ロックの世界を紐解くとMillion Dollar Quartetという事件、というか伝説がある。Elvis Presley, Johnny Cash, Jerry Lee Lewis, Carl Perkinsという後の高給取りたちのセッションが記録として残された、いまだったらチャリティ・イベントなどでしか実現できない夢の競演である。メンフィスのSun Recordsというマイナーレーベルのスタジオで録音されたために、権利関係のクリアに時間がかかり、リリースまで20年以上かかったらしい。

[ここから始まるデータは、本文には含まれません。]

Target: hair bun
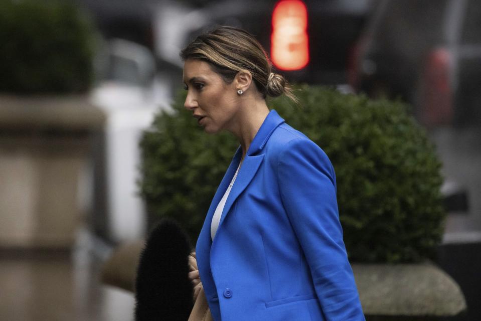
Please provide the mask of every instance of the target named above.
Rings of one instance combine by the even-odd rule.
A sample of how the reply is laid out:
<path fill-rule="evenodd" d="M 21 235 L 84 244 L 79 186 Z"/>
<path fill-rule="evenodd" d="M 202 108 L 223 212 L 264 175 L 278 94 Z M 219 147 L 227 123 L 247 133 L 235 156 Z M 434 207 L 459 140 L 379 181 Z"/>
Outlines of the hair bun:
<path fill-rule="evenodd" d="M 285 78 L 282 75 L 270 73 L 267 79 L 266 93 L 270 97 L 278 97 L 285 91 Z"/>

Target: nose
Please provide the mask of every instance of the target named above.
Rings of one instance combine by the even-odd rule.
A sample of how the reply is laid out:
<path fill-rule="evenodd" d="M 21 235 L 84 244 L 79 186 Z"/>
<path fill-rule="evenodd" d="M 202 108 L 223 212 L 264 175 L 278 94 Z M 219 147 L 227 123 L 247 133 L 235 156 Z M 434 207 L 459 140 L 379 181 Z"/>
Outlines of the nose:
<path fill-rule="evenodd" d="M 186 109 L 192 110 L 197 106 L 197 102 L 192 96 L 192 95 L 188 93 L 187 97 L 186 97 L 186 101 L 184 103 L 184 107 Z"/>

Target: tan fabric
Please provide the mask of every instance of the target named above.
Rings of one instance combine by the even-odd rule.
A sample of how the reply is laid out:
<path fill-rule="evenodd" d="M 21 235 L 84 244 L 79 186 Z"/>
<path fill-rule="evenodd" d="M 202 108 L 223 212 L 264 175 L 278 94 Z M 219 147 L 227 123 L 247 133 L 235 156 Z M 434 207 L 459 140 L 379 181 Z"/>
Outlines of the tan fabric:
<path fill-rule="evenodd" d="M 213 321 L 203 287 L 199 292 L 188 321 Z"/>
<path fill-rule="evenodd" d="M 195 252 L 189 255 L 189 265 L 191 273 L 192 273 L 191 275 L 198 275 L 197 260 Z M 213 321 L 200 278 L 198 276 L 197 278 L 192 280 L 192 283 L 195 285 L 193 295 L 195 303 L 188 321 Z"/>

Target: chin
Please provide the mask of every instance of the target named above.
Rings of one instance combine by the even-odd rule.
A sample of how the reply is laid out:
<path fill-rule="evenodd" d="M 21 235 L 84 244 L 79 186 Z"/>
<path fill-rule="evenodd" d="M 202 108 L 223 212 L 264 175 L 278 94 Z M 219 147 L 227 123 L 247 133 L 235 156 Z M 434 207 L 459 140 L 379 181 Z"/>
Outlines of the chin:
<path fill-rule="evenodd" d="M 216 134 L 220 131 L 220 129 L 212 126 L 206 126 L 204 127 L 204 131 L 208 134 Z"/>

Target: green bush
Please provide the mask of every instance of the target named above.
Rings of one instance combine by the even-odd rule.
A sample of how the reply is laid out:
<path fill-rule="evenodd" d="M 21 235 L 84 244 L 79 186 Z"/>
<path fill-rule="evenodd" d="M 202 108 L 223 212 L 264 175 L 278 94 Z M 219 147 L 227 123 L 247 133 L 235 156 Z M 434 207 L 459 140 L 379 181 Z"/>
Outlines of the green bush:
<path fill-rule="evenodd" d="M 93 30 L 71 1 L 0 0 L 0 91 L 87 90 L 93 79 Z"/>
<path fill-rule="evenodd" d="M 340 216 L 353 261 L 413 262 L 439 242 L 444 212 L 441 165 L 423 130 L 400 102 L 302 86 L 300 108 L 269 102 L 326 151 L 336 172 Z M 180 221 L 195 238 L 238 145 L 203 132 L 185 95 L 162 112 L 141 141 L 141 193 L 149 210 Z"/>

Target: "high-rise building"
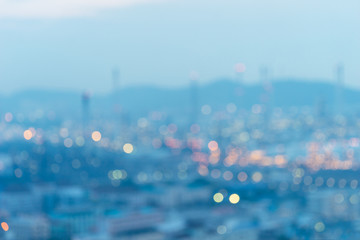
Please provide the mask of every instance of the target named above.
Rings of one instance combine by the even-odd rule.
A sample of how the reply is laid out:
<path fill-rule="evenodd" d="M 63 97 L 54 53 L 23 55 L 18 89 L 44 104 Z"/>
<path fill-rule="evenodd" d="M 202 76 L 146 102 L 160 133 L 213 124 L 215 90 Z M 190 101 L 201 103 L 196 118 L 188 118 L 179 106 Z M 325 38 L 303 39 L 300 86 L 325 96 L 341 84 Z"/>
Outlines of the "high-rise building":
<path fill-rule="evenodd" d="M 344 66 L 340 63 L 336 66 L 335 70 L 335 114 L 343 114 L 344 113 L 344 99 L 343 99 L 343 91 L 344 91 Z"/>
<path fill-rule="evenodd" d="M 197 72 L 190 73 L 190 125 L 197 123 L 199 111 L 199 93 L 198 93 L 198 78 Z"/>

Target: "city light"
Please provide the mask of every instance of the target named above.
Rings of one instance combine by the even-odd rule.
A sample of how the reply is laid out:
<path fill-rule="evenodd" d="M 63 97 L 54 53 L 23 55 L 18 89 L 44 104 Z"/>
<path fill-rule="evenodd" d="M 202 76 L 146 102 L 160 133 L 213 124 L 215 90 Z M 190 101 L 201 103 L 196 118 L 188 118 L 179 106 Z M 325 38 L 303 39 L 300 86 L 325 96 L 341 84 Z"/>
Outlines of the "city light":
<path fill-rule="evenodd" d="M 237 204 L 239 201 L 240 201 L 240 197 L 238 194 L 234 193 L 234 194 L 231 194 L 230 197 L 229 197 L 229 201 L 230 203 L 232 204 Z"/>
<path fill-rule="evenodd" d="M 5 232 L 9 231 L 9 225 L 6 222 L 2 222 L 1 227 Z"/>
<path fill-rule="evenodd" d="M 130 154 L 134 151 L 134 146 L 131 143 L 125 143 L 123 146 L 123 150 L 125 153 Z"/>
<path fill-rule="evenodd" d="M 216 203 L 221 203 L 224 200 L 224 196 L 221 193 L 215 193 L 213 199 Z"/>
<path fill-rule="evenodd" d="M 94 131 L 91 134 L 91 138 L 94 142 L 99 142 L 101 140 L 101 133 L 99 131 Z"/>

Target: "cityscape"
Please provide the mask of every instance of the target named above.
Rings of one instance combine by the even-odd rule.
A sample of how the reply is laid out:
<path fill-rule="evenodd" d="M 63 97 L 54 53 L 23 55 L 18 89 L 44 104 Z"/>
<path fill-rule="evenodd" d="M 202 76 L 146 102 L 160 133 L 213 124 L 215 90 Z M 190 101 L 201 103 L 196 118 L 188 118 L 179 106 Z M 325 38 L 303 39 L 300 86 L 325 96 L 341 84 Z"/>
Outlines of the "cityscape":
<path fill-rule="evenodd" d="M 266 76 L 250 108 L 213 110 L 196 82 L 175 115 L 129 117 L 121 91 L 112 117 L 93 117 L 89 92 L 78 96 L 80 119 L 4 113 L 0 238 L 359 237 L 360 120 L 342 111 L 342 70 L 332 110 L 274 106 Z"/>
<path fill-rule="evenodd" d="M 0 240 L 360 239 L 359 0 L 0 0 Z"/>

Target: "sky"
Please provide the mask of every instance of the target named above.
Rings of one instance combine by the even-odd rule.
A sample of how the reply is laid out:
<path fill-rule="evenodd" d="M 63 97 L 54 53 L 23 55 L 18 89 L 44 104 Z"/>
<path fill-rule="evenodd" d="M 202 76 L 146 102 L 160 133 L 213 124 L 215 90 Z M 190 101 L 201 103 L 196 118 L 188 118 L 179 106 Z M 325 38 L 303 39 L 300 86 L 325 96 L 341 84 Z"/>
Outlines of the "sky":
<path fill-rule="evenodd" d="M 0 93 L 111 91 L 234 78 L 334 80 L 360 88 L 358 0 L 0 0 Z"/>

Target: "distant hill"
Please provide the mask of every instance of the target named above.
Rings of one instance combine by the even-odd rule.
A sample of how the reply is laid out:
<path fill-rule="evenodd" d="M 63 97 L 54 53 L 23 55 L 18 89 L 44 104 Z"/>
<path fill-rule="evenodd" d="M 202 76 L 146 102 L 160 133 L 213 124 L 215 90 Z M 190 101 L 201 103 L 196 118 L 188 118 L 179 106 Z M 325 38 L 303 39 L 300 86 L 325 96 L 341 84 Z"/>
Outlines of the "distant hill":
<path fill-rule="evenodd" d="M 262 102 L 264 88 L 260 85 L 240 86 L 230 80 L 220 80 L 198 86 L 198 102 L 209 104 L 213 109 L 224 109 L 228 103 L 249 109 Z M 329 109 L 334 104 L 335 89 L 323 82 L 281 80 L 272 85 L 271 105 L 279 107 L 315 106 L 318 103 Z M 344 89 L 344 106 L 359 109 L 360 91 Z M 150 111 L 166 111 L 169 114 L 186 114 L 191 108 L 190 87 L 165 89 L 150 86 L 128 87 L 108 95 L 94 95 L 90 99 L 90 109 L 94 115 L 113 113 L 115 104 L 133 115 L 144 115 Z M 31 113 L 38 109 L 52 110 L 58 114 L 81 115 L 81 93 L 57 90 L 28 90 L 10 96 L 0 97 L 0 113 Z"/>

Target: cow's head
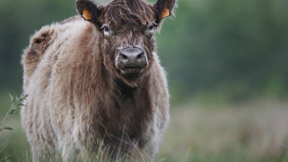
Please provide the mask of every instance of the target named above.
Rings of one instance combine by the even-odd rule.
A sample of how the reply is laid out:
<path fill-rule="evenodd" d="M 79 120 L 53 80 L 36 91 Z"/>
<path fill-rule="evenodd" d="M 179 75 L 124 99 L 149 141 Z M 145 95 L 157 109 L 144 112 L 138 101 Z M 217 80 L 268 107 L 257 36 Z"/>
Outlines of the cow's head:
<path fill-rule="evenodd" d="M 97 7 L 89 0 L 78 0 L 81 16 L 96 26 L 106 69 L 131 87 L 137 85 L 154 62 L 155 30 L 171 15 L 175 0 L 114 0 Z"/>

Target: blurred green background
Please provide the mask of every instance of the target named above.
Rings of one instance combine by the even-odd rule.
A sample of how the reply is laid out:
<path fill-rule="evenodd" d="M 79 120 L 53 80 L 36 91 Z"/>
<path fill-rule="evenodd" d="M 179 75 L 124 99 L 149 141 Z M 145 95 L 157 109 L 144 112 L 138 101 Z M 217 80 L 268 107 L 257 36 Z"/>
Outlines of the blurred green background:
<path fill-rule="evenodd" d="M 95 2 L 100 3 L 99 1 Z M 260 114 L 259 115 L 264 118 L 266 117 L 271 118 L 269 116 L 271 114 L 274 114 L 273 116 L 284 114 L 286 115 L 283 115 L 283 117 L 288 117 L 288 111 L 286 110 L 288 109 L 286 103 L 288 96 L 288 1 L 180 0 L 175 13 L 174 18 L 165 20 L 161 34 L 156 34 L 162 64 L 168 74 L 172 105 L 172 126 L 176 125 L 174 122 L 177 123 L 177 121 L 173 120 L 177 118 L 176 116 L 179 118 L 181 118 L 179 116 L 182 116 L 177 110 L 181 110 L 183 114 L 191 109 L 204 111 L 199 113 L 202 114 L 202 120 L 206 122 L 210 116 L 205 113 L 206 110 L 203 110 L 213 109 L 220 115 L 219 118 L 222 118 L 223 116 L 219 113 L 222 112 L 221 111 L 223 111 L 223 114 L 230 113 L 233 116 L 234 113 L 238 113 L 233 111 L 243 109 L 243 112 L 241 111 L 243 113 L 243 117 L 238 116 L 240 123 L 250 121 L 245 117 L 247 116 L 245 114 L 249 114 L 251 112 L 255 112 L 256 115 Z M 29 36 L 44 25 L 60 21 L 76 14 L 75 1 L 0 1 L 0 16 L 2 18 L 0 23 L 0 121 L 9 107 L 8 93 L 15 95 L 21 92 L 23 70 L 20 64 L 20 55 L 28 45 Z M 242 104 L 246 104 L 244 106 L 246 109 L 239 108 L 241 107 L 239 105 Z M 266 106 L 266 109 L 263 108 L 265 107 L 263 105 L 267 105 L 271 106 Z M 250 112 L 249 108 L 254 111 Z M 263 110 L 263 109 L 268 112 L 270 109 L 275 110 L 266 113 L 263 112 L 266 112 Z M 253 119 L 254 116 L 251 115 L 249 119 Z M 219 120 L 221 124 L 215 127 L 224 127 L 227 130 L 231 130 L 230 128 L 227 127 L 227 123 L 231 120 L 235 122 L 234 119 L 232 117 L 231 120 L 229 119 L 227 121 Z M 16 146 L 20 146 L 14 145 L 11 148 L 27 149 L 28 144 L 23 142 L 25 139 L 25 137 L 23 137 L 19 115 L 9 118 L 9 120 L 12 121 L 10 124 L 17 130 L 14 133 L 1 132 L 0 141 L 6 139 L 7 136 L 12 137 L 10 139 L 12 141 L 20 138 L 19 140 L 22 142 L 16 143 L 18 143 Z M 201 121 L 199 119 L 198 122 L 202 123 Z M 280 123 L 283 124 L 284 122 L 288 125 L 288 121 L 287 123 L 285 121 Z M 258 127 L 263 128 L 257 123 L 268 122 L 265 120 L 263 122 L 254 122 L 256 129 Z M 250 124 L 254 122 L 248 123 Z M 185 131 L 195 129 L 191 128 L 190 122 L 193 121 L 186 122 L 189 128 L 185 129 Z M 211 125 L 214 123 L 209 123 L 209 126 L 211 127 Z M 274 123 L 275 125 L 273 125 L 274 123 L 267 123 L 269 124 L 264 126 L 270 126 L 271 128 L 279 127 L 277 122 Z M 173 125 L 173 124 L 175 125 Z M 287 125 L 284 127 L 287 127 Z M 183 125 L 185 125 L 179 126 Z M 239 125 L 239 129 L 243 129 L 242 125 L 237 126 Z M 243 126 L 244 125 L 248 126 L 247 128 L 243 129 L 247 129 L 247 131 L 255 129 L 254 126 L 254 126 L 253 125 L 243 123 Z M 202 128 L 202 126 L 205 127 L 201 125 L 195 127 Z M 267 130 L 270 130 L 269 128 Z M 279 130 L 283 131 L 280 127 Z M 286 130 L 286 128 L 284 130 Z M 201 132 L 201 129 L 199 129 L 198 131 L 199 135 L 191 136 L 202 136 L 201 132 Z M 185 131 L 183 133 L 189 135 L 189 132 Z M 288 143 L 283 143 L 288 141 L 286 133 L 287 132 L 285 132 L 286 131 L 275 131 L 275 134 L 271 135 L 272 139 L 278 139 L 277 138 L 280 136 L 282 140 L 277 142 L 278 145 L 288 145 Z M 171 133 L 173 132 L 171 131 Z M 249 138 L 249 132 L 248 137 L 243 138 Z M 22 136 L 19 137 L 18 133 Z M 217 132 L 207 133 L 213 136 L 213 133 L 217 134 Z M 208 137 L 207 139 L 209 139 Z M 176 138 L 176 136 L 171 138 Z M 225 149 L 230 151 L 235 150 L 233 152 L 228 151 L 227 153 L 232 157 L 235 157 L 237 160 L 241 159 L 242 155 L 245 154 L 245 150 L 250 148 L 242 142 L 241 138 L 231 141 L 237 141 L 235 145 L 239 147 L 231 146 L 232 149 Z M 203 141 L 206 141 L 206 139 Z M 172 141 L 171 139 L 164 140 Z M 167 143 L 169 144 L 169 142 L 165 142 L 166 148 L 169 147 L 166 146 Z M 203 153 L 205 155 L 202 156 L 207 157 L 205 154 L 206 150 L 197 149 L 200 148 L 197 147 L 199 144 L 192 142 L 188 143 L 189 145 L 184 151 L 203 151 L 198 155 Z M 269 148 L 271 149 L 270 146 L 267 145 L 266 148 L 262 149 L 263 152 L 270 155 Z M 280 151 L 275 151 L 275 153 L 272 154 L 273 156 L 284 157 L 283 152 L 285 152 L 286 149 L 284 146 L 280 147 Z M 23 151 L 21 149 L 8 148 L 12 150 L 12 152 L 18 155 Z M 218 148 L 220 150 L 221 148 Z M 169 153 L 173 150 L 171 148 L 167 149 L 167 152 L 160 151 L 163 156 L 170 157 L 164 160 L 173 159 Z M 238 154 L 233 154 L 233 152 L 237 152 L 239 158 L 237 156 Z M 235 154 L 237 156 L 233 156 Z M 191 156 L 194 157 L 198 157 L 197 155 L 193 155 Z M 259 156 L 263 157 L 261 155 Z M 194 157 L 188 157 L 187 160 L 193 160 Z M 228 159 L 235 160 L 233 158 Z M 262 159 L 259 158 L 256 159 L 257 160 Z M 215 160 L 218 159 L 223 159 L 220 157 Z"/>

1975年にリリースされたGil E Jorgeを聴いて、思い出したのがこのミリオン・ダラー・カルテットだった。人数は半分だし、マーケット的にはずっと狭い範囲だけれども、ブラジル音楽界でいえば同じく、後の大物たちによる若気の至りセッションである。
それにしても、初めて聴いた時の「なんじゃこりゃ」感は強烈だった。誰か止める奴はいなかったのか、と。しかし、聴き続けていると印象は大きく転回していく。ほとんどスタジオ・ライブの一発録音らしいという情報もネットで見かけたが、30年以上経過しているのにまったく音楽が古びていない。アコギ2本とベース、簡単なパーカッションで延々歌合せ。そのスピード感、躍動感、珍妙なサウンドなどなど、もう素晴らしいの一言に尽きる。それがDiskUnion新宿中古センターで500円。ブックオフで椎名誠の文庫買う前に、まずは新宿中古センターへ行こう。
先日、そのセンターにて300円で購入したRy Cooder & Manuel Galbanのアルバム「Mambo Sinuendo」が大のお気に入り、最高だーな。Martin DennyとかArthur Lymanのことを思い浮かべた。それらを聴かなくなって20年近く。Buena Vista Social Clubにはピンとこなかったけど、こっちはキターッ。